Mme la présidente. Mes chers collègues, avec l'accord de la commission, et compte tenu du nombre de demandes d'explications de vote, je vais lever la séance.

La suite de la discussion est renvoyée à la prochaine séance.

Article 1er (début)
Dossier législatif : projet de loi d'orientation pour la souveraineté alimentaire et agricole et le renouvellement des générations en agriculture
Discussion générale

8

Ordre du jour

Mme la présidente. Voici quel sera l'ordre du jour de la prochaine séance publique, précédemment fixée à aujourd'hui, mercredi 5 février 2025 :

À quinze heures :

Questions d'actualité au Gouvernement.

À seize heures trente et le soir :

Désignation des vingt-trois membres de la commission d'enquête sur les missions des agences, opérateurs et organismes consultatifs de l'État (droit de tirage du groupe Les Républicains) ;

Suite du projet de loi, adopté par l'Assemblée nationale après engagement de la procédure accélérée, d'orientation pour la souveraineté alimentaire et agricole et le renouvellement des générations en agriculture (texte de la commission n° 251, 2024-2025).

Personne ne demande la parole ?…

La séance est levée.

(La séance est levée le mercredi 5 février 2025, à zéro heure vingt-cinq.)

nomination de membres de commissions

Le groupe Les Républicains a présenté une candidature pour la commission des lois constitutionnelles, de législation, du suffrage universel, du règlement et d'administration générale.
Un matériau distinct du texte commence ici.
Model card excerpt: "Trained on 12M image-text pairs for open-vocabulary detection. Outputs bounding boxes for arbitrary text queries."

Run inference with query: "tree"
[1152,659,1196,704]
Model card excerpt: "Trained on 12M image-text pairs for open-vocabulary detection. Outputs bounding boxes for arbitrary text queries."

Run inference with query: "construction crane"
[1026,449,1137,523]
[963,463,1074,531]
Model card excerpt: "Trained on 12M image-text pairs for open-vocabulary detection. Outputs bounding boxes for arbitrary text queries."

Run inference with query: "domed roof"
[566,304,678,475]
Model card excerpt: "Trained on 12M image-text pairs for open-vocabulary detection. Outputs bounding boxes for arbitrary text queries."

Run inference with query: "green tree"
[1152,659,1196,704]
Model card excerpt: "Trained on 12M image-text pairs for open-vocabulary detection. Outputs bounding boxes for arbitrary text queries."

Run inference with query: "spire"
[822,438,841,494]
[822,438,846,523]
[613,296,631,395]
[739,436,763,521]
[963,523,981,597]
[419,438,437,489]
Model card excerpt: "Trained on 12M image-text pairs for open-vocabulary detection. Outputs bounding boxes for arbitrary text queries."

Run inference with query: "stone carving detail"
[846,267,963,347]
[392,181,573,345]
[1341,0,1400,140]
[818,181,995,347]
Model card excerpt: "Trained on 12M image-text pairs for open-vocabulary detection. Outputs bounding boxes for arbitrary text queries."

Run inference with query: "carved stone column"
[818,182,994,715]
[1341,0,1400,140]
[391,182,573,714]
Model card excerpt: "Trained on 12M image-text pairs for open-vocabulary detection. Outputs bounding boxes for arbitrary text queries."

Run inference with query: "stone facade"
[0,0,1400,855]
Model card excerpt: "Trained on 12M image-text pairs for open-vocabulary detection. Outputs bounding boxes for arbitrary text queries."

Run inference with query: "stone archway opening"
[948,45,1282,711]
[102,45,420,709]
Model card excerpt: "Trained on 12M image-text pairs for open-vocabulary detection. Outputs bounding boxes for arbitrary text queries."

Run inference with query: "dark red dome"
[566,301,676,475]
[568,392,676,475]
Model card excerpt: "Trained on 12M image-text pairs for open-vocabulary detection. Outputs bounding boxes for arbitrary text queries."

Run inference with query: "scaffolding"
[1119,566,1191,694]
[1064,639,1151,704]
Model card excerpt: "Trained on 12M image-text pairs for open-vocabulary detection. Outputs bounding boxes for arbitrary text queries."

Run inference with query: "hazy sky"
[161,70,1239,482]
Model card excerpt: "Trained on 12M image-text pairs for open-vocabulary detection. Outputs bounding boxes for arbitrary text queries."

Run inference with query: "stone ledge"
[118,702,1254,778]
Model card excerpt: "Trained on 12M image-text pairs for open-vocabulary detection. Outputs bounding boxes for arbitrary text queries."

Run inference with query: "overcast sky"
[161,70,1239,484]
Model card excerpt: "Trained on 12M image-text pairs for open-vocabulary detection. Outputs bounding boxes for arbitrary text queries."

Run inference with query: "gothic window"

Aucune opposition ne s'étant manifestée dans le délai d'une heure prévu par l'article 8 du règlement, cette candidature est ratifiée : Mme Agnès Canayer est proclamée membre de la commission des lois constitutionnelles, de législation, du suffrage universel, du règlement et d'administration générale, en remplacement de M. Georges Naturel, démissionnaire.

Le groupe Les Républicains a présenté une candidature pour la commission de la culture, de l'éducation, de la communication et du sport.

Aucune opposition ne s'étant manifestée dans le délai d'une heure prévu par l'article 8 du règlement, cette candidature est ratifiée : M. Georges Naturel est proclamé membre de la commission de la culture, de l'éducation, de la communication et du sport, en remplacement de Mme Agnès Canayer, démissionnaire.